I watched it. The only thing that bothered me was that the family thought that all patients are like the coach's wife, a little generic. But I still think it could be a good book. I noticed they are giving it away for free. Something like 600,000 copies in the U.S. and it has been translated into many languages, also given away for free. He did have some very good tips, however. I believe his name is Frank Boyles.
I did not see it. Kitty - what do you mean "like the coach's wife". What was she like? You can get that book for free from the Alzheimer's Association I think. Or just Google it.
Well, the family, seemed to come up with some kind of formula to keep the wife happy. Lots of social activity. The daughter said she enjoyed it. Although the family let it be known it is difficult, the problems that come up on this site were not discussed. It was sort of like social activities for Alzheimer's was the answer. As we know, often people with dementia have difficulty in social situations, noise, etc. None of that was mentioned.
Because I didn't see the show, it wouldn't be fair for me to comment on it, but I can comment on what Kitty said.
Kitty,
I have found that what you said about them not talking about the problems that come up on this site IS the problem. One of the reasons there is such a public misconception about AD is that no one talks about the REAL stuff. The relationship changes; the personality changes; the rages; the incontinence; the agitation. Which is why, when a loved one gets AD, the caregiver is in such shock at the real nature of the disease.
I read the book years ago. It is handy for those first diagnosed and does have helpful information. But, it does not begin to cover the devastation of this horrendous disease. I agree with Joan, the REAL stuff needs to be brought out into the open. I just wrote the Dr. Phil show, I doubt anyone will respond, but we will see .....
Just as I mentioned on another thread about "research" the only way society is going to learn of the devastation of dementia diseases is if and when the "real story" gets out there. My girlfriends were here for a few hours this week to play dominos and go to a local cafe for lunch. When my DH called me 9 (nine!!!) times in the hour we were gone to lunch they sorta got the "picture". Keep in mind, there was a paid caregiver here while I was entertaining my friends and he still felt the need to reach out to me nine times in that hour.
Someday Joan or somebody like her will be on one of those gosh-awful shows (my opinion) like Dr Phil or Oprah and we might get some good press.
I wish I had known, six years ago, that behavior was an early sign. The cognitive skills started then, sort of slowly, but the memory issues came much later. Now that we have a DX and meds, I realize that Seroquel could have helped so very much back then.
This was one of the first books I read, and I found it very useful It was BRUTALLY HONEST about what the end stages were going to be like, and kind at the same time. Because there is so much more information on the web, here and in other places, a book like 36 HOURS isn't as useful as this little booklet was.
And I think they are right about socializing in the earlier stages. I know I stopped socializing way too early. It wasn't good for me and it wasn't good for him.
They made it clear, by the way, that all dementias are fatal. They might not have talked about violence and aggression all that much with Dr. Phil, but it is possible they didn't have much in the way of problems with that with that particular patient.
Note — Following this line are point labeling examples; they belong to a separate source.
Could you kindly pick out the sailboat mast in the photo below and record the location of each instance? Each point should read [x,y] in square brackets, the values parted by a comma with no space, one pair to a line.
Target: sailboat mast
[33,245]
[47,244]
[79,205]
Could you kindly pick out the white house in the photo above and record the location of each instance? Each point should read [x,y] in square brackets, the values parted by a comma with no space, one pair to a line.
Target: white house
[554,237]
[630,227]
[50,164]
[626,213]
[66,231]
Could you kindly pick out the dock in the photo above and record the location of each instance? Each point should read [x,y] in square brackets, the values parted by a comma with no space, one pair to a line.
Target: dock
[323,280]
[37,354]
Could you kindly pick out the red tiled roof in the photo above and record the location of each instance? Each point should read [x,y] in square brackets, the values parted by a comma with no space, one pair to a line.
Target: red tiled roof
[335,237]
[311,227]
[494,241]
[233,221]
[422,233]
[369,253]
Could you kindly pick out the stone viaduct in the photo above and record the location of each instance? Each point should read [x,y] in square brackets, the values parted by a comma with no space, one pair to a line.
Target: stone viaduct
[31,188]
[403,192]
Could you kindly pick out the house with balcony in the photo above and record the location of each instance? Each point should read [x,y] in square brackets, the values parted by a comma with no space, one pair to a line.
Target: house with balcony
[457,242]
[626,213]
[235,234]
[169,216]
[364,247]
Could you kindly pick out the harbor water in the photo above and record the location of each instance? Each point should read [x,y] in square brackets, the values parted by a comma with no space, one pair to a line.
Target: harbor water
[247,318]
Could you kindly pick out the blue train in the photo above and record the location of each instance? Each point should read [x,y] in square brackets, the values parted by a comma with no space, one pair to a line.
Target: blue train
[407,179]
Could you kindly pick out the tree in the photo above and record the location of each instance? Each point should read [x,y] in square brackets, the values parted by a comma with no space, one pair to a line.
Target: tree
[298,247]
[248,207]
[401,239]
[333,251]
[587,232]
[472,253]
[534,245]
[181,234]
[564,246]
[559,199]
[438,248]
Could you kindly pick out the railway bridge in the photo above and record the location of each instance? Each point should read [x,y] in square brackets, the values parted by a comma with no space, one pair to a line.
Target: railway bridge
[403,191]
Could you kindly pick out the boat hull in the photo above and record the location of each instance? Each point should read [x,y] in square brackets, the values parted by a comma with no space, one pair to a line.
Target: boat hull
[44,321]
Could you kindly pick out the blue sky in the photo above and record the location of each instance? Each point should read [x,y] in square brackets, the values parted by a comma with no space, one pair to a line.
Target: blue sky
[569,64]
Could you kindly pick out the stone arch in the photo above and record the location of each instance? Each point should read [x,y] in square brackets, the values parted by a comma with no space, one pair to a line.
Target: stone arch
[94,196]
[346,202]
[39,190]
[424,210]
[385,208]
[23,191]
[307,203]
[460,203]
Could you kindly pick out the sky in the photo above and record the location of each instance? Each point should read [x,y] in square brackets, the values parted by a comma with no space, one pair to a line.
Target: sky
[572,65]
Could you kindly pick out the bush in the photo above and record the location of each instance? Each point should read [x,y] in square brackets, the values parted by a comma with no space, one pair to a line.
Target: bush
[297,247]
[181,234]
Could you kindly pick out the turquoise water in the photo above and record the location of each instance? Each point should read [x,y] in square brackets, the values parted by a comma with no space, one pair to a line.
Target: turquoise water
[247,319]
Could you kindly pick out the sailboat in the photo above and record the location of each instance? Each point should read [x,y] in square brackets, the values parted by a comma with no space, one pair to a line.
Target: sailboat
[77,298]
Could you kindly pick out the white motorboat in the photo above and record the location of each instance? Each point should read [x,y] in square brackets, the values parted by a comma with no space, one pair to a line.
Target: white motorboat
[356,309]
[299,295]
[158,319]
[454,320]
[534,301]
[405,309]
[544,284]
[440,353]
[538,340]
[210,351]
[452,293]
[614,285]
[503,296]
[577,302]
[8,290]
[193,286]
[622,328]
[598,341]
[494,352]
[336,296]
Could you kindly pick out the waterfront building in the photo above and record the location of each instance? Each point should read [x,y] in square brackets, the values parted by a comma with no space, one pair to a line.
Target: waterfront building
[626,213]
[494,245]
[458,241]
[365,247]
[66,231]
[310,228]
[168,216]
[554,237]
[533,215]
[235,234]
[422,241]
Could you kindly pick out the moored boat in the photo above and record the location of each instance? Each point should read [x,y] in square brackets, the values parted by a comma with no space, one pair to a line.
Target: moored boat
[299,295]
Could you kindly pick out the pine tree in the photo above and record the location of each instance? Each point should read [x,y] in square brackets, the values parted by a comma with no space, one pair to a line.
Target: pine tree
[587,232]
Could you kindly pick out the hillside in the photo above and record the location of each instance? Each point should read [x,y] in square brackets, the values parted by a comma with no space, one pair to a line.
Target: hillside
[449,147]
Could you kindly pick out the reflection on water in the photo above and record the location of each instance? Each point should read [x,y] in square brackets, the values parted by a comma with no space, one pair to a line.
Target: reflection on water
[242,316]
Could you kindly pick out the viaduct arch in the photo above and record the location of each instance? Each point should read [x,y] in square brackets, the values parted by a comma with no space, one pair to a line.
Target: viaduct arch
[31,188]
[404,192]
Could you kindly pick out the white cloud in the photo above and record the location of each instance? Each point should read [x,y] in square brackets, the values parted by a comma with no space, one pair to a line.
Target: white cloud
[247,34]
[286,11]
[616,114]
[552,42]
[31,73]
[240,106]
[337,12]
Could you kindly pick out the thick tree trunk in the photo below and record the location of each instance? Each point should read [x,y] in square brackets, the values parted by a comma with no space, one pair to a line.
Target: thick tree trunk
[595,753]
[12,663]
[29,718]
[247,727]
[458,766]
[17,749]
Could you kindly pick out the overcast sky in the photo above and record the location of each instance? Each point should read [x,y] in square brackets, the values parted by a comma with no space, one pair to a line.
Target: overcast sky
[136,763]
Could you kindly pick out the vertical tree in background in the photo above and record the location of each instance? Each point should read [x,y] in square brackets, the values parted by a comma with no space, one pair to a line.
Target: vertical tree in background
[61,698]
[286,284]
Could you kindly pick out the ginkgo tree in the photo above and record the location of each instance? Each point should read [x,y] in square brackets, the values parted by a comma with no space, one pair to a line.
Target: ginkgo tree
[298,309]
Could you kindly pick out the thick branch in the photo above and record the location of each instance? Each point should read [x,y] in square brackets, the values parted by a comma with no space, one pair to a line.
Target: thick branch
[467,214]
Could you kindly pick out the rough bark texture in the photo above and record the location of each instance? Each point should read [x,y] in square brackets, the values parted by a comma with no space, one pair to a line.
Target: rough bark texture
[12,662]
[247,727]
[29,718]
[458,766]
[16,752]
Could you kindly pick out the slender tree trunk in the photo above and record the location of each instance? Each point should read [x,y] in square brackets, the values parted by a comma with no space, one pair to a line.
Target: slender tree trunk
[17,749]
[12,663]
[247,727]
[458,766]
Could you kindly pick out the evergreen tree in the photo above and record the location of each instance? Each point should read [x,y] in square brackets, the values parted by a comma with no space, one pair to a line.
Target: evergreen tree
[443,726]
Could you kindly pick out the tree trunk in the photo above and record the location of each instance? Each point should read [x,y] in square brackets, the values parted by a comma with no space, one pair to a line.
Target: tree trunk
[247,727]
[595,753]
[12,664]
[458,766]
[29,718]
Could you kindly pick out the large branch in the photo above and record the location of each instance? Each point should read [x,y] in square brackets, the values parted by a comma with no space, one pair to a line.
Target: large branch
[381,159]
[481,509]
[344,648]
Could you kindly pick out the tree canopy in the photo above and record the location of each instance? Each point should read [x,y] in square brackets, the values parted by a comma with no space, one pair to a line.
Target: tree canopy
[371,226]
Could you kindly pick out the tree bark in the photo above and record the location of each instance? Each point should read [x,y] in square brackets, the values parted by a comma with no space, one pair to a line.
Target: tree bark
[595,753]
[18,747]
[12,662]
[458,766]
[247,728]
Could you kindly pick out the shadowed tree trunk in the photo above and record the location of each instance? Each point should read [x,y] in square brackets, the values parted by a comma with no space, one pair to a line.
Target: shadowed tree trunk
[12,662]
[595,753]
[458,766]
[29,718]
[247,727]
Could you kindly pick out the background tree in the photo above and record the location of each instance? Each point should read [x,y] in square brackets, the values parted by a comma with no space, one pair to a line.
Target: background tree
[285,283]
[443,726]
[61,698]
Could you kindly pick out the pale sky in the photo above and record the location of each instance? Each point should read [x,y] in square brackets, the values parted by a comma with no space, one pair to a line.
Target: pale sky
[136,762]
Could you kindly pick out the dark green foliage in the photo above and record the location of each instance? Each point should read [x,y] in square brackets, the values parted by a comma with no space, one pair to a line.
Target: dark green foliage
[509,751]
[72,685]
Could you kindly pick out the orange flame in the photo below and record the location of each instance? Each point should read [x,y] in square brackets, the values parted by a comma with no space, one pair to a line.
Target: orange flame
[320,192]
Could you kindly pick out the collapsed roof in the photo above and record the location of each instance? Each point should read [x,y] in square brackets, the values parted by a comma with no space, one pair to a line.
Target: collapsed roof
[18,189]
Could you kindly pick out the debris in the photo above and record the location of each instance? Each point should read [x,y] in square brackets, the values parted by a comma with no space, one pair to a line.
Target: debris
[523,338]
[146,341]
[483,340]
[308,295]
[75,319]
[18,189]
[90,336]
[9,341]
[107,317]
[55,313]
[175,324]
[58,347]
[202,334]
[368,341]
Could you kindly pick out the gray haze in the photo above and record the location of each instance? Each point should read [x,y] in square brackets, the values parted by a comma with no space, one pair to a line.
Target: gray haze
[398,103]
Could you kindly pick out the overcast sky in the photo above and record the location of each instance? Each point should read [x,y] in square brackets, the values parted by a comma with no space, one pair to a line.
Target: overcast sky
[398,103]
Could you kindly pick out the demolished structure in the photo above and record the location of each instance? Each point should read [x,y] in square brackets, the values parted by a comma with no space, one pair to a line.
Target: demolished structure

They had about 15 minutes, and the big focus was that there was this book and it was free and it was about CAREGIVING.
I got 4 free copies from the Alzheimer's Assoc when we received 1st diagnosis for children and me. Helpful for starting the road. Now I rely on this site for questions/answers/observations/experiences. And I thank you very much!
I've gotten them several times from Alz. Assn. - and have ordered them to be mailed direct to family and friends. It's does not go deep into the disease- it's light and easy insofar as addressing the disease and the hardships we know all too well for the AD person and for the Caregivers.